1860-Debakel: dähne platzt der kragen – „maßlos enttäuscht und stinksauer!“,

München – Der Traum vom Aufstieg ist geplatzt, die Saison endete in einem desaströsen Landespokalfinale. Thomas Dähne, der Torwart des TSV 1860 München, ließ nach der knappen Niederlage gegen die Würzburger Kickers (2:4 i.E.) seiner Frustration freien Lauf. Seine Worte hallen wider und werfen ein schonungsloses Licht auf die Leistungen der Löwen.

Dähnes abrechnung: fehlende überzeugung und vergebene chancen

Dähnes abrechnung: fehlende überzeugung und vergebene chancen

„Es ist eine Mischung aus maßlos enttäuscht und einfach stinksauer“, erklärte Dähne im Gespräch mit BR24Sport.
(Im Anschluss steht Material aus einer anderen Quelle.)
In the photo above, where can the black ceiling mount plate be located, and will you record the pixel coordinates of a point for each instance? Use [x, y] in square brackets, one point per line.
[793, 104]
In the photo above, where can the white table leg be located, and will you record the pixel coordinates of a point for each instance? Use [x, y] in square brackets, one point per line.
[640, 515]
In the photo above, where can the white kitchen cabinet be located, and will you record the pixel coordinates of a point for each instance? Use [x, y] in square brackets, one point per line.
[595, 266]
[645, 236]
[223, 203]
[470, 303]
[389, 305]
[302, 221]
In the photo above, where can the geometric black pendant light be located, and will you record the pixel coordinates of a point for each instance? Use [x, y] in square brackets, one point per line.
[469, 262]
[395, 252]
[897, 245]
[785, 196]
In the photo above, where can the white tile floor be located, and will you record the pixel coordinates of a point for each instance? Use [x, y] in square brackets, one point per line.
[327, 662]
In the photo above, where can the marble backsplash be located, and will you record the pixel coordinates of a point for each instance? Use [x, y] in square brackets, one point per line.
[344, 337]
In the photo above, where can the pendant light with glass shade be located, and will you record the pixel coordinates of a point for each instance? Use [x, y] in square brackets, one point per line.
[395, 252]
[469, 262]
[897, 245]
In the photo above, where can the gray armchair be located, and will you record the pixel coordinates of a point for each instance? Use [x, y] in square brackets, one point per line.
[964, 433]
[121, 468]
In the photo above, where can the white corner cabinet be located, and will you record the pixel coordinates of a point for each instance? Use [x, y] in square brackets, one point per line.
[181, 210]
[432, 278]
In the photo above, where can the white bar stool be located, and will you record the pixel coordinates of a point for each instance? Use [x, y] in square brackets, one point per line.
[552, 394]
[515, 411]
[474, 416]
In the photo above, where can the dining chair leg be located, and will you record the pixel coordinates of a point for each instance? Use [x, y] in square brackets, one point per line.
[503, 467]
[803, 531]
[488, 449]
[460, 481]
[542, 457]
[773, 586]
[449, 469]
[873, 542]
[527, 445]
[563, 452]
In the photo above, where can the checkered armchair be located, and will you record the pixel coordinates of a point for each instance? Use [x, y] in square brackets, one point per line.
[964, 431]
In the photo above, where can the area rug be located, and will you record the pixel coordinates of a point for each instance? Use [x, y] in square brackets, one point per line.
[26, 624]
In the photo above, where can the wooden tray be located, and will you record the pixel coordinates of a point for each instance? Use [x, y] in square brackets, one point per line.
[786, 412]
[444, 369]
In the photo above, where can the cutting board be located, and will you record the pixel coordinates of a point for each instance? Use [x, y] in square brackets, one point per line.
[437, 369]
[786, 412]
Die erste Halbzeit habe zwar Hoffnung gemacht, doch nach dem Seitenwechsel habe die Mannschaft die Angst vor der eigenen Verantwortung gespürt. „Wir haben nicht mehr mit der Überzeugung gespielt, haben die Bälle verloren und Würzburg das Spiel überlassen.“ Der späte Ausgleichstreffer in der 90. Minute konnte den Routinier nicht trösten. „Im Endeffekt haben wir verdient das 1:1 bekommen. Wir brauchen uns jetzt überhaupt nicht über irgendetwas beschweren.“

Besonders bitter war für Dähne, dass die Entscheidung im Elfmeterschießen fiel, in dem Patrick Hobsch und Kilian Jakob die Nerven versagten. Doch auch hier vermied der Torwart, Schuldzuweisungen zu machen. „0,0 Vorwurf an irgendwelche Spieler beim Elfmeterschießen. Das ist einfach eine Lotterie.“

Die Worte des Trainers stehen im Widerspruch zur Realität

Markus Kauczinski, der Trainer der Löwen, hatte nach dem Spiel von einem positiven Blick in die Zukunft und einem bevorstehenden Umbruch gesprochen. Dähne teilte diese optimistische Sicht jedoch nicht. „Wir sind weit unter unseren Erwartungen geblieben. Wir haben über die meisten Strecken einfach nicht den Fußball gespielt, den wir spielen wollten“, so der Keeper. Die Saison sei ein Desaster gewesen, und er nehme „gar nichts“ Positives mit.

Die Erwartungen an die Löwen waren hoch gewesen, nachdem im Sommer namhafte Spieler wie Kevin Volland und Florian Niederlechner verpflichtet worden waren. Doch der Fehlstart unter Patrick Glöckner und der anschließende Kampf um den Aufstieg hatten die Hoffnungen zunichte gemacht. Dähne sieht noch viel Arbeit vor der Aufgabe, um in der kommenden Saison wieder eine ernstzunehmende Rolle spielen zu können. „Im Endeffekt, glaube ich, muss über die Sommerpause viel aufgearbeitet werden, dass wir nächstes Jahr wieder einen neuen Anlauf nehmen können.“

Die Saison der Sechziger endet somit mit einer bitteren Erkenntnis: Der Weg zurück in Richtung 2. Bundesliga ist noch weit, und es bedarf einer grundlegenden Erneuerung, um die Ambitionen des Vereins zu verwirklichen. Die Worte von Thomas Dähne sind ein Weckruf an die Verantwortlichen und die Fans – die Zeit für leere Versprechungen ist vorbei.